Drought had the most severe impact on the State’s cattle herd particularly in the pastoral areas during the early years. Cattle numbers would build up in a series of above average years and wipe out fortunes in a single season. An example would be the 1864-65 drought as can be seen in the graph below when the State’s cattle herd halved. Gibbs reports that the area beyond Mount Serle  carried 30,000 cattle in 1864 but it fell to 7,761 by the end of 1866.(Gibbs RM, A History of South Australia, Peacock Publications, Kent Town, SA, (1969))

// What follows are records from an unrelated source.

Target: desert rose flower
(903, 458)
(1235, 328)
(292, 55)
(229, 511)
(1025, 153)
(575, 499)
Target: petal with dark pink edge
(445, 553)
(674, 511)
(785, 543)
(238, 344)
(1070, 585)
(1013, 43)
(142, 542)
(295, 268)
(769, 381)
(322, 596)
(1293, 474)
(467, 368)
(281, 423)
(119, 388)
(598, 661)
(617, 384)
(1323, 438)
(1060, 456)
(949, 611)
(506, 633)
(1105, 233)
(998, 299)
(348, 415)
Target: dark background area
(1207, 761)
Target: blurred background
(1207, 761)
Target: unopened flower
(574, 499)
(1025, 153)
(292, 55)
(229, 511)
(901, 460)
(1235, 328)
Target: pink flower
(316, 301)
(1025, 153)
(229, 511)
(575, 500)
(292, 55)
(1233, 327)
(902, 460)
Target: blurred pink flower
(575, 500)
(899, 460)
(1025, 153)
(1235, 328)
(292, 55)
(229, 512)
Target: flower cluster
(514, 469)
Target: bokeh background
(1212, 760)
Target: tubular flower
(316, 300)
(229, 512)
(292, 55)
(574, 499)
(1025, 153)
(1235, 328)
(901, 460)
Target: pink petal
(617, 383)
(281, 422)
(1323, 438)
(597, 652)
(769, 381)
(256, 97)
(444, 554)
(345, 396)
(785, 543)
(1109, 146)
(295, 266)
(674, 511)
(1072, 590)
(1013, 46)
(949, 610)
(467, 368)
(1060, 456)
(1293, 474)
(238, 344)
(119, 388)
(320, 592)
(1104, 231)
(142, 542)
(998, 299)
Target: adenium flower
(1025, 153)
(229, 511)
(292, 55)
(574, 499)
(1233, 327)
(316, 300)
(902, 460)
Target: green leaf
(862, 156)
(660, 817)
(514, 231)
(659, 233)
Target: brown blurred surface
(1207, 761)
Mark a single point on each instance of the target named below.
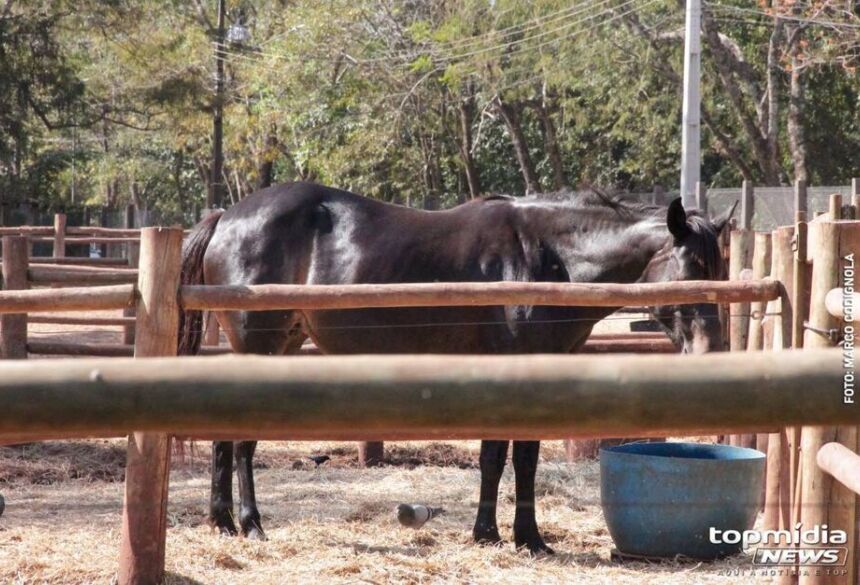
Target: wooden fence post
(835, 209)
(371, 453)
(755, 337)
(133, 252)
(740, 257)
(658, 195)
(144, 520)
(778, 488)
(855, 196)
(59, 235)
(702, 197)
(823, 501)
(13, 327)
(212, 332)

The following graph traces the state’s cattle herd from Proclamation to current times. It demonstrates the impact of seasons, disease and available markets on the herd.

SA_cattle 

  1. In 1837 cattle were first overlanded to fill meat shortage in SA and then followed by other droves from Victoria and NSW. Demand for bullocks for draft and meat increased as population expanded away from Adelaide. A drought in 1854 held the numbers down.
  2. From 1855 to 1857 the cattle population expanded with a series of above average seasons. However with no substantial markets for beef, growth faltered when supply exceeded demand.
  3. 1859 and 1860 were below average years and they took their toll on cattle numbers but with pleuro pneumonia hitting the herd (1863) and rabbits decimating pastures numbers collapsed, and with the 1864-69 drought numbers were at bedrock. By the1870’s boiling down works were established to dispose of the surplus cattle. Goyder’s Line established.
  4. HB Hughes established a canning plant at Booyoolee in 1864. In the decade 1869-79 the Australian meat preserving industry exported some 65,000 tons of preserved meats to England. This trade was stimulated by the demand for meat resulting from the shortage induced by cattle plague in England, and was aided by the Franco-Prussian War of 1870-1 plus the virtual lack of competition from the Americas until late in the decade. Pleuro inoculation became available. Wire and post fencing replaced shepherds improving management efficiency.
  5. 1881 began a series of below average seasons resulting in a fall in numbers again.
  6. 1885 to 1892 a series of above average years and numbers again built up.
  7. 1890’s -average to below average rainfall years; 1895 freezing works established at Port Adelaide.
  8. Good seasons and refrigeration adopted and frozen meat trade expanded. 1907 – export abattoir established at Port Adelaide.
  9. 1914 drought and World War Two labour impact.
  10. 1916-23 extremely good seasons and numbers expand.
  11. Poorer seasons and rabbit numbers impact on pasture resulting in cattle numbers declining. Great Depression depresses cattle demand.
  12. 1930 – cattle retained during depression then a series of seasons where below average rains only last one year; Myxomatosis effective against rabbits, Pasture improvement and expansion in the South East.
  13. Cattle numbers boom due to depressed wool prices and great demand for beef from North America.
  14. American market collapses, State “overstocked” and two years of drought in 1976/77 result in a crash in cattle numbers and a further decline in the 1982/83 drought, probably to below sustainable levels.
  15. Gradual increase in numbers, (calici virus impact on rabbits) with dips as seasons vary, markets change and wool prices deteriorate.